The coalition has issued the plea at a time of growing concern over the numbers of people across the country – particularly women, disabled people and Black and minority ethnic people – being pulled into hardship and with analysis showing that, on current trends, the Scottish Government will fail to meet its child poverty reduction targets. The letter issues the stark warning that if Scottish ministers fail to double the payment now then “more and more children will be pulled into poverty and the opportunity to meet the interim child poverty targets will be missed.”

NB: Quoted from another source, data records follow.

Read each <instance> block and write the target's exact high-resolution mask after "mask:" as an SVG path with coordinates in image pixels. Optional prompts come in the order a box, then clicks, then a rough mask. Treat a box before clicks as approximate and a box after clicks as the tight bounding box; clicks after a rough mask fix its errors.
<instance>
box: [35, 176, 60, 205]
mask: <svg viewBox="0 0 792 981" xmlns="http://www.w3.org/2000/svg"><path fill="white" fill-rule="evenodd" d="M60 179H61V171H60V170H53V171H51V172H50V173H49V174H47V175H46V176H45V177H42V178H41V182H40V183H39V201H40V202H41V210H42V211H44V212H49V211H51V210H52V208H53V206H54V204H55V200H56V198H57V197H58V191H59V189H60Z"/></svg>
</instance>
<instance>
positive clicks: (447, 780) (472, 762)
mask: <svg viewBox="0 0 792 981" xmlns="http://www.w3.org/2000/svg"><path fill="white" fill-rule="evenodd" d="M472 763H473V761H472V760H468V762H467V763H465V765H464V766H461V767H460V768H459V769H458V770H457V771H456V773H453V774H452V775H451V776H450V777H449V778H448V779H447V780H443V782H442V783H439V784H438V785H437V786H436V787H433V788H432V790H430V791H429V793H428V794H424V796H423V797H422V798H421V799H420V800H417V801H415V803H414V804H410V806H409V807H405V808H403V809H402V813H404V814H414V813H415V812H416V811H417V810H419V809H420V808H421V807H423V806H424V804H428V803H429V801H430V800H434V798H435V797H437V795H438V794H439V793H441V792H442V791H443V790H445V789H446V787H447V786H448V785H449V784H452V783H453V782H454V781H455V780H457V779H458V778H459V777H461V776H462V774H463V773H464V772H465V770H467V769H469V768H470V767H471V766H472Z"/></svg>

Polly Jones (Head of Scotland, Trussell Trust), said:
“Food bank use has rocketed by 63% over the last five years because people can’t afford the basics. Over the last year, families have struggled more than most. We have the powers and we have the cross-party consensus to double the Scottish Child Payment now. If Scottish ministers are serious about making ending child poverty a ‘national mission’ then we must not delay.”
Eilidh Dickson (Policy and Parliamentary Manager, Engender) said:
“Child poverty and women’s poverty are inextricably linked. Women continue to provide the majority of care for children, are more likely to work in underpaid and undervalued roles, and to work part time or rely on precarious contracts. Women are also twice as likely as men to rely on social security for all or part of their income, even when aspects, for example the two-child limit, mean it fails to meet their needs.
Doubling the Scottish Child Payment is an urgently needed response to supporting children and their caregivers. The Scottish Government must implement this now as part of its mission to eradicate child poverty, while also looking to the gender pay gap action plan and other reforms to social security. The pandemic only adds further urgency to this call as inequality and poverty deepen.”
Professor John McKendrick (Co-Director, Scottish Poverty and Inequality Research Unit, Glasgow Caledonian University) said:
“Poverty in Scotland can be solved, and we should not accept it. The Scottish Child Payment is a bold and progressive development that has the potential to lift many children out of poverty. But, with a rising tide of child poverty threatening to overwhelm, communities across Scotland, this potential needs to be realised now. If we are serious about tackling child poverty, doubling the payment now is the right thing for the Scottish Government to do.”
Larry Flanagan (General Secretary, EIS) said:
“The EIS unequivocally supports the call for the Scottish Government to act decisively against child poverty and double the Child Payment now rather than delaying when there is urgent need. Levels of poverty experienced by families in Scotland continue to be unacceptably high, worsened by the economic ravages of the pandemic.
The real risk that poverty poses to the educational outcomes and life chances of large numbers of children is one that Scotland as a country simply should not be taking as we look to emergence from the pandemic and education recovery.”